There are two parts to our system:


  a.  Parser.
  b.  Worker.

The parser will read the named configuration file(s), parse them, and submit
to our queue a JSON-encoded piece of data for each test we must run.

The worker will pull down these tests, and execute them.

Sample JSON looks like this:

  {"target_host":"46.43.37.199","test_type":"ssh","test_port":"22","test_alert":"*Managed client*: \"[Goto Redmine]\":https://managed.bytemark.co.uk/projects/wellinformed/wiki/Wiki ssh failure"}


You'll see that the JSON-encoded data is merely a hash, with the following
keys:

   target_host:  The host that will be probed.
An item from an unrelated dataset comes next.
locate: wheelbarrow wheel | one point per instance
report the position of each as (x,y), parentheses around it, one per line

   test_port:  The port number that will be queried.  i.e "22", or "222" for SSH probes.

   test_type:  The type of test we're runnign "ssh", "http", "ftp", "imap", etc.

   test_alert:  The text of the alert we'll raise, on failure.

There are only two extra fields that we expect to set in the normal course of events:

   http_text:    Expected HTTP/HTTPS contents.
   http_status:  Expected HTTP/HTTPS response code.

TODO:  The DNS-test will also use different fields.